For Yield-Link^® connections, the factor on the M_pr calculation and Strong Column – Weak Beam check is performed as follows:

M_pr = P_r - Link (Beam Depth + t-stem)

\frac{Σ Z_{c} (f_{y} - \frac{P_{u}}{A_{g}})}{Σ f_{y} Z_{b}} > 1.0 for LRFD, and

\frac{Σ Z_{c} (\frac{f_{y}}{1.5} - \frac{P_{a}}{A_{g}})}{\frac{Σ f_{y} Z_{b}}{1.5}} > 1.0 for ASD

For the exception (if necessary) the design shear strength of a story is calculated as the component of the major axis shear strength, of all the columns in the direction of the column under consideration, added together.

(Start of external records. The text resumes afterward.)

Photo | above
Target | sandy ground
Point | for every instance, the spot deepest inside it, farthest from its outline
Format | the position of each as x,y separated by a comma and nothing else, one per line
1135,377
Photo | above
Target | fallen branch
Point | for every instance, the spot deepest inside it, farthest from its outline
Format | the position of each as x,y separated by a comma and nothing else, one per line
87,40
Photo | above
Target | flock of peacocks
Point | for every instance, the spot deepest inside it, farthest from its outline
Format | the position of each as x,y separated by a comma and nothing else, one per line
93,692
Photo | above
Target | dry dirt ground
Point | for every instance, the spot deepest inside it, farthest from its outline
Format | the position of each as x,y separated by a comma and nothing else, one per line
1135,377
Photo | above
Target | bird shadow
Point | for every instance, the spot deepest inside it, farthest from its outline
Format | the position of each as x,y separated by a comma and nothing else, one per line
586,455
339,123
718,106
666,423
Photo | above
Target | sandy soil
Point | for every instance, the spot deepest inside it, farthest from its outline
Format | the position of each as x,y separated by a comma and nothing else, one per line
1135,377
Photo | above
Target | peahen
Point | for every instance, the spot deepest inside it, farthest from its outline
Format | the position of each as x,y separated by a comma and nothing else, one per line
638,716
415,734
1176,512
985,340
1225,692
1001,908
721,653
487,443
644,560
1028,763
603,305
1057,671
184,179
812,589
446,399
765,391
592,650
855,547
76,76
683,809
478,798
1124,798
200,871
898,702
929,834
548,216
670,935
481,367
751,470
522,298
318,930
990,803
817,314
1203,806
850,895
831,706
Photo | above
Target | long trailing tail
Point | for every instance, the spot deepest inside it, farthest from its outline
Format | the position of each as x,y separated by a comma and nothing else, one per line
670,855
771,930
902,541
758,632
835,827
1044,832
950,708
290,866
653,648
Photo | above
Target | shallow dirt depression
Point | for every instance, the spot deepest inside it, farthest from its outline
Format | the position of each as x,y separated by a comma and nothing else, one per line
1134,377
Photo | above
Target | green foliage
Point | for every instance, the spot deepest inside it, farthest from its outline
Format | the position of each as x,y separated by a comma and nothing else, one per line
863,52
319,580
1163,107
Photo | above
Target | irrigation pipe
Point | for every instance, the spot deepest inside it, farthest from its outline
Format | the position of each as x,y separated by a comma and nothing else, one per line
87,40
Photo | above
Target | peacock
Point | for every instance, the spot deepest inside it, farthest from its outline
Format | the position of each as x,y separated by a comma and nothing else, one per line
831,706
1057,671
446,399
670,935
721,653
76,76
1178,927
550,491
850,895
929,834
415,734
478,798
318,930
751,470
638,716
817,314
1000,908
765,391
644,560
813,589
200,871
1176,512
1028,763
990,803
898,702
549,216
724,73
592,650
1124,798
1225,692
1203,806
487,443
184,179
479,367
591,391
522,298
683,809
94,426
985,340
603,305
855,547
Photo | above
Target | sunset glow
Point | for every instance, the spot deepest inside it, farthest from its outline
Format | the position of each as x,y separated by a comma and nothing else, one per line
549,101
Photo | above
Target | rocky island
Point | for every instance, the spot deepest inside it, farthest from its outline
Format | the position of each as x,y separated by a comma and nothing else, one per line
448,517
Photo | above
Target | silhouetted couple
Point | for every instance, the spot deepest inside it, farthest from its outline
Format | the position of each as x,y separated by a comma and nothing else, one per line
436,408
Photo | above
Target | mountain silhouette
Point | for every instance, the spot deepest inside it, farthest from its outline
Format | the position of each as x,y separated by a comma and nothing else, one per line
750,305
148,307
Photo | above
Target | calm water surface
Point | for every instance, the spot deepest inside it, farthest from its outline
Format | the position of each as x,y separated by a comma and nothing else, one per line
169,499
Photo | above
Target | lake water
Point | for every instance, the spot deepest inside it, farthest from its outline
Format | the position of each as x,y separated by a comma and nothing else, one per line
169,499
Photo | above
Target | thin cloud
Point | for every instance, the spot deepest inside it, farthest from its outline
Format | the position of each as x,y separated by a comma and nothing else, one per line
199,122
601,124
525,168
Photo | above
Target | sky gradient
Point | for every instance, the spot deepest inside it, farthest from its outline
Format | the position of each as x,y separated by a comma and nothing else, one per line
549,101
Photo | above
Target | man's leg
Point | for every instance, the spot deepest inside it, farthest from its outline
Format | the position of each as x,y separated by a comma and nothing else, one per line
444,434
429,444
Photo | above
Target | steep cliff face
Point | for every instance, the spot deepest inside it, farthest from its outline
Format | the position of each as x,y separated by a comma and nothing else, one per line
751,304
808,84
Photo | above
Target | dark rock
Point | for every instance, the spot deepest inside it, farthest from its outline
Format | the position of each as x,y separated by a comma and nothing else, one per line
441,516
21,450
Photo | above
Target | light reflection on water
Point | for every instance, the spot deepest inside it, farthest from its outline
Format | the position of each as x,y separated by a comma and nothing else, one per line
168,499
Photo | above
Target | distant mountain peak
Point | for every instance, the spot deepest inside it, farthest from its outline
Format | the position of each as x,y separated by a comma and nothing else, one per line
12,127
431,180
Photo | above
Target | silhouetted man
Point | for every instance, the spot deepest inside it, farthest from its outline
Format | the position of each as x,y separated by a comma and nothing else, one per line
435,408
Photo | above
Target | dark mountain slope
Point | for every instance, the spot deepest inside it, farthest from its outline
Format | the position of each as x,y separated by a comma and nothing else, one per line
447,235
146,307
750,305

All columns, not only those columns of the special moment frame type, are considered. The exception requiring consideration of only exempt columns is not considered.

§9.7 [E3.4c(2)] Beam-To-Column Connection Restraint

A column will be assumed to remain elastic only if the ratio from Equation 9-3 is greater than 2.0.

A joint is considered restrained if contained within a deck, is a beam frames into the weak axis of the column, or by the user specifying that the column is braced.

If the user indicates that the minor axis of the joint column is unbraced then the physical bracing (deck or beams) is ignored and the joint is considered unrestrained.

The deck is only considered to brace the joint at the elevation of the top flange of the beams framing into the flanges of the column.

If a beam (not a joist) is determined to frame into the minor axis of the column at the joint, then RAM Frame assumes that the joint is restrained at the elevation of both the top and bottom flanges of the framing beams.

§9.8 [E3.4b] Lateral Support of Beams

Pertinent detailing information regarding stiffness and spacing of lateral bracing required of beams is provided.

Beams framing into the side of a lateral girder are assumed to brace both the top and bottom flange of the girder.

Joists framing into the side of a lateral girder are assumed to brace only the top flange of the girder.

If required the engineer can assign user brace points to all lateral beams to meet this provision. The user brace points should represent actual physical bracing to be provided on the constructed beam.